David Bioinformatics Resources -
https://david.ncifcrf.gov Keywords: DAVID bioinformatics resources, functional annotation, gene enrichment analysis, GO analysis, KEGG pathway, DAVID 2.0, genomic data interpretation.
Its elegant combination of aggregation, clustering, and visualization turns a daunting spreadsheet of gene names into a clear biological story. Whether you are a graduate student analyzing your first RNA-seq experiment, a clinician interpreting a patient’s exome, or a seasoned principal investigator writing a grant renewal, DAVID provides the reliable, hypothesis-generating intelligence you need. david bioinformatics resources
Despite regular updates, DAVID’s knowledgebase is a snapshot. For ultra-fast moving fields (e.g., non-coding RNAs or novel isoforms), alternative tools like Enrichr or g:Profiler might have more recent annotations. https://david
By democratizing access to complex functional annotation, DAVID bridges the gap between high-throughput data and low-throughput validation, ensuring that the time, money, and effort invested in genomics leads to real biological discovery. Highly studied genes (e
Highly studied genes (e.g., TP53 , AKT1 , MAPK1 ) appear in many papers and are thus overrepresented in databases. Consequently, these genes frequently, and sometimes trivially, show up as "enriched" in large lists.

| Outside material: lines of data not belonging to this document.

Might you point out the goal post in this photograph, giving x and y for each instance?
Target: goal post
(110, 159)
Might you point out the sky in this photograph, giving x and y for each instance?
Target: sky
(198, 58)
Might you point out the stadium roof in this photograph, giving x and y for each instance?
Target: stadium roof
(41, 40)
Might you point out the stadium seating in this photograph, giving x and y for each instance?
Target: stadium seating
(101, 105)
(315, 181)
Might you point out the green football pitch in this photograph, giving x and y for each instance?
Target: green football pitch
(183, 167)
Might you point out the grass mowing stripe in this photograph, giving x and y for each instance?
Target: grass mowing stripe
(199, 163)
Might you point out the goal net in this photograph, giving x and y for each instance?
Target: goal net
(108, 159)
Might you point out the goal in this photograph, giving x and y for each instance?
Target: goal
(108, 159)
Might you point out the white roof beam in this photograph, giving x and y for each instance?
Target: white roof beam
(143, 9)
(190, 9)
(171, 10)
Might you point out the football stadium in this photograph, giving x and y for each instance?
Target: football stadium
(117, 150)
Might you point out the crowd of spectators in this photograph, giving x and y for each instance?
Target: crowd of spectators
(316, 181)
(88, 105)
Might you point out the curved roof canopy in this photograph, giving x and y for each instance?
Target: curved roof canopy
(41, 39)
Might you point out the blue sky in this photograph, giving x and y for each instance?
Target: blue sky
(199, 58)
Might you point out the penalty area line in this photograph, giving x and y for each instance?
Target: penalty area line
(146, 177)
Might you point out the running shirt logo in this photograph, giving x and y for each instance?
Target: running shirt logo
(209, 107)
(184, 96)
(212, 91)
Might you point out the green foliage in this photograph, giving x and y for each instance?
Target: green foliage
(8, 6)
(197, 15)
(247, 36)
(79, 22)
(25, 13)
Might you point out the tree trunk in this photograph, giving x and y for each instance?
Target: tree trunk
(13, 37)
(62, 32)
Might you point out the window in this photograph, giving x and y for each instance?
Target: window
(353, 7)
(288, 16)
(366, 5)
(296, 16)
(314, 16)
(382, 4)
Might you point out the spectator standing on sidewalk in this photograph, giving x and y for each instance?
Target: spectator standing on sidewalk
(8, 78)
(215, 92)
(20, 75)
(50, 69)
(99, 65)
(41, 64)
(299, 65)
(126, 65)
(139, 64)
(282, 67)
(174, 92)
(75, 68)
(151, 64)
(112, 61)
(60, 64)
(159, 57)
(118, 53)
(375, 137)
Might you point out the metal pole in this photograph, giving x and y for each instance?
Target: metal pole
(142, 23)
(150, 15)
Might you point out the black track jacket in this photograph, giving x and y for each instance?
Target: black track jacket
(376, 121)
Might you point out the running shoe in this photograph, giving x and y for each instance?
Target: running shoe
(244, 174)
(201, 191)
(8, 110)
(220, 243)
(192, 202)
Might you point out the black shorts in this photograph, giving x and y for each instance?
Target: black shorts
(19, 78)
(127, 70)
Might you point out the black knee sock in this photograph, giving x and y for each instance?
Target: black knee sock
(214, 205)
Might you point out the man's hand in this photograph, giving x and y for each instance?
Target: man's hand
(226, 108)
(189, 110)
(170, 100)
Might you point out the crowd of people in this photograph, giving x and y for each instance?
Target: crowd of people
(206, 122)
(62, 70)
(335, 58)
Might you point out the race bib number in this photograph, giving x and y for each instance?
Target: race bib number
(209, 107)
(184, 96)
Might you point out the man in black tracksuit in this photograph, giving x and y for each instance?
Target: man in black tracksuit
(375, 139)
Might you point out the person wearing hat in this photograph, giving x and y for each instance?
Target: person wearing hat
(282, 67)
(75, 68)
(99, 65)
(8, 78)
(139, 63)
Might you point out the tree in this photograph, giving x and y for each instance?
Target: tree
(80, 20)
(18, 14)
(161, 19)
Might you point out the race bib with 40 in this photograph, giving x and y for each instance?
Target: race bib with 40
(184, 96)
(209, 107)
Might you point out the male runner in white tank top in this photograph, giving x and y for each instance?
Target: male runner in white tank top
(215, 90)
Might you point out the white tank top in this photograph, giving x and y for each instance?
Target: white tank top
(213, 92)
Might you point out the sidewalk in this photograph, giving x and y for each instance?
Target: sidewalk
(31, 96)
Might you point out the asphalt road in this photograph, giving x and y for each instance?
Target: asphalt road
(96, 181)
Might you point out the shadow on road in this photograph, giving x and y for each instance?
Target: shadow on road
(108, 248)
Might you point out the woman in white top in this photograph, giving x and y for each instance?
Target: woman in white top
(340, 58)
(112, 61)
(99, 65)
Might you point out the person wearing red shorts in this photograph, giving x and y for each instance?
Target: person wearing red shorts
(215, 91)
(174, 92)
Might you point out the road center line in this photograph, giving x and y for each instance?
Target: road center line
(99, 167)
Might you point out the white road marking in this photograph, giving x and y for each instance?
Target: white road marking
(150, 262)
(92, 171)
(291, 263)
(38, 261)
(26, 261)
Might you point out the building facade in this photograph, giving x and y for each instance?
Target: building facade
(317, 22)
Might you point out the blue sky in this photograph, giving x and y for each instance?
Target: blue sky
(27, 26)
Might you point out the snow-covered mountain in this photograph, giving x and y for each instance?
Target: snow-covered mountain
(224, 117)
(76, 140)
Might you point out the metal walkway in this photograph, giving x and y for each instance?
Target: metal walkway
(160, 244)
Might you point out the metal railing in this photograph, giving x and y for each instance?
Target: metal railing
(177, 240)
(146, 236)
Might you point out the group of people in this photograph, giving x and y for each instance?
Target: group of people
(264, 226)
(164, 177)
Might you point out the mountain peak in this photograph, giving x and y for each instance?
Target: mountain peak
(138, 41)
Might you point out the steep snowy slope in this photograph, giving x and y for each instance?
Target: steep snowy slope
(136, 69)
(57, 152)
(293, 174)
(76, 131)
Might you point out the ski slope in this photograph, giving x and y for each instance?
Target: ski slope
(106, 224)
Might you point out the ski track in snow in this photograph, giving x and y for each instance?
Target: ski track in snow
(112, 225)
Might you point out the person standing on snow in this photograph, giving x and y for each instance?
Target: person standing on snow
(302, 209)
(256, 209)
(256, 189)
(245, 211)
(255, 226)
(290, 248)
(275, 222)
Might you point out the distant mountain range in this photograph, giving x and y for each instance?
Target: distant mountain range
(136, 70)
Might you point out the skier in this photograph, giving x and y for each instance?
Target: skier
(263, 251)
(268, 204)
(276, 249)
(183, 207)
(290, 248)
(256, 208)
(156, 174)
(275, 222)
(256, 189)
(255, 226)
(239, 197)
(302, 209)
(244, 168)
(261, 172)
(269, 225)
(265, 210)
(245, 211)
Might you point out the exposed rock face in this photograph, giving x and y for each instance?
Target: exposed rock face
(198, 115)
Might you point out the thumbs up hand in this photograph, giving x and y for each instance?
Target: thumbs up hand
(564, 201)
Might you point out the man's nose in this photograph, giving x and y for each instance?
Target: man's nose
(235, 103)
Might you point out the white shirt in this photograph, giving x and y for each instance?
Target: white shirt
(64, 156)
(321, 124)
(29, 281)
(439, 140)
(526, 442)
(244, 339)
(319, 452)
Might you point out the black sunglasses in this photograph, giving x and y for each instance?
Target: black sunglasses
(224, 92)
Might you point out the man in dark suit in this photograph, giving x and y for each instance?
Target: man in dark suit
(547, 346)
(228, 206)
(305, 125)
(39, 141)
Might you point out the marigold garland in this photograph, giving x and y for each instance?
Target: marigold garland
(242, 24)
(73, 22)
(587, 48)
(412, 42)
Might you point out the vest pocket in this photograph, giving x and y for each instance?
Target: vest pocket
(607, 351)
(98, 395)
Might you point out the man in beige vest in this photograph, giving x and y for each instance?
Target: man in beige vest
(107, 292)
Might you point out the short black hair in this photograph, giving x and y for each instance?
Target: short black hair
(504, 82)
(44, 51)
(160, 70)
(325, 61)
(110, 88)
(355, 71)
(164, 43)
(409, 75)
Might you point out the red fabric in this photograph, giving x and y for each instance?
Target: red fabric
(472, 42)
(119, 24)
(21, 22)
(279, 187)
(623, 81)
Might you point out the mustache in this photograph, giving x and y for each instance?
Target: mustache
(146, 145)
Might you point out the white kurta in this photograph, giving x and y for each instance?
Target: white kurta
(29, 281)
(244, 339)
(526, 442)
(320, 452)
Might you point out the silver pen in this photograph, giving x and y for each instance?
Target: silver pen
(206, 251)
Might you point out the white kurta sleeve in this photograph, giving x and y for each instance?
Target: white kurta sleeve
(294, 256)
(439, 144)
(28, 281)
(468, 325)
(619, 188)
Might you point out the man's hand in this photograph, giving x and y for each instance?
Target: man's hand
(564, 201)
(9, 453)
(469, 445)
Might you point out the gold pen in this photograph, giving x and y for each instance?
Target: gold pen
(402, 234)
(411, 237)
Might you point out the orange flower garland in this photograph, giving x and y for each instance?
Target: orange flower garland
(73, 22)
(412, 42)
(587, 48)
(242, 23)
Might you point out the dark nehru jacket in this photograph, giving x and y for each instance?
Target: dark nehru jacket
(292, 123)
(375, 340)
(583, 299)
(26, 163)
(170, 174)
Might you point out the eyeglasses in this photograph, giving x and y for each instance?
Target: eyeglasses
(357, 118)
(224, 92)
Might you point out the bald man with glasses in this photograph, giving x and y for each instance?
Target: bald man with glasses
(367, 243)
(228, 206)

Forgetting to change the species or using an incorrect background list is the most common user error. If you analyze a list of human kinases against a default yeast background, every single term will appear massively enriched (but falsely so).
You must specify the "background" or "universe." For most experiments, the default is the whole genome of your selected species (e.g., Homo sapiens ). However, for custom arrays or targeted sequencing, you can upload a custom background list to avoid false positives.